JAKARTA, Indonesia — The head of Indonesia’s military said yesterday he has proposed to withdraw military forces protecting vital oil and mining projects around the country, potentially exposing foreign investors to separatist violence.

The move would affect several American companies just as the United States is moving to cut military aid to the Indonesian military and shift support to the country’s police.

Most heavily dependent on military protection is PT Freeport Indonesia, a subsidiary of the U.S. gold and copper mining company Freeport-McMoRan, which is guarded by some 2,500 soldiers and police under military command.

Freeport had been renegotiating its security arrangements with the military as recently as two weeks ago.

“I haven’t heard anything about this,” said Freeport Senior Vice President Daniel Bowman just hours after Gen. Endriartono Sutarto made the announcement at a military complex outside the capital.

Gen. Sutarto said the military had proposed at a Cabinet-level meeting last week “to hand over the security task from the military to the internal security [apparatus] of each company.” It was not clear when the Cabinet would decide on the matter.

“Basically, the task and responsibility of the security of vital national projects should be undertaken by their managements. They should secure their projects and, if necessary, will be backed by the police,” Gen. Sutarto said.

Despite the timing, the general denied the decision was linked to a U.S. Senate vote at the end of October cutting $400,000 in training assistance to the Indonesian military.

The vote, taken over President Bush’s objections, reflected dissatisfaction with the results of a joint FBI-Indonesian investigation into the ambush killing last year of two American teachers working at a company-sponsored school. There has been speculation in the United States that the military was involved in the shooting.

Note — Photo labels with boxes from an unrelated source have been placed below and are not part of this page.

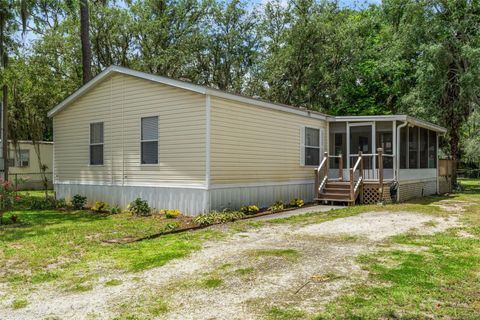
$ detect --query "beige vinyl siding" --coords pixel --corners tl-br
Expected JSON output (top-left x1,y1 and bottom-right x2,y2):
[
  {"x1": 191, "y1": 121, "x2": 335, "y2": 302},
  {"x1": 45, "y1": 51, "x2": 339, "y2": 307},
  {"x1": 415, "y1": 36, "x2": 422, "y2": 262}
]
[
  {"x1": 54, "y1": 74, "x2": 206, "y2": 186},
  {"x1": 210, "y1": 97, "x2": 327, "y2": 185},
  {"x1": 8, "y1": 141, "x2": 53, "y2": 175}
]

Indonesia’s military guards a number of important exploration sites around the country, and reportedly receives large sums of money in return. In addition to Freeport, which is located in West Papua, it secures companies such as Exxon Mobil, which has interests in the unstable province of Aceh — which is under martial law.

According to Maj. Gen. Sjafrie Sjamsuddin, the military has one battalion protecting Freeport, another protecting Exxon Mobil and the equivalent of a third battalion divided among 10 other vital projects.

A Western analyst based in Jakarta said the impact would be felt most severely by Freeport. He noted that Exxon Mobil was reducing its operations in the area and considering shutting down altogether because of the security situation.

Freeport pays the military more than $7 million a year for the army’s protection. Until now, the payment had been made on an informal basis, but the company had been pushing to formalize the arrangement.

“We are not mercenaries. We never sign any contracts,” Gen. Sutarto said.

The Western analyst agreed that the move was probably not linked to the U.S. Senate decision involving military-to-military training.

“What [the Indonesian military] want is foreign military sales,” he said. “They know now that they can’t get American hardware anytime soon … so they … have stopped trying to please the United States.”

He also said the military may be trying to negotiate a better deal with the companies it protects.

“I think it is part of a gamble on Mr. Sutarto’s side, because financially, they can’t afford to leave these very lucrative [deals],” he said. “So there will be some compromise, I’m sure.”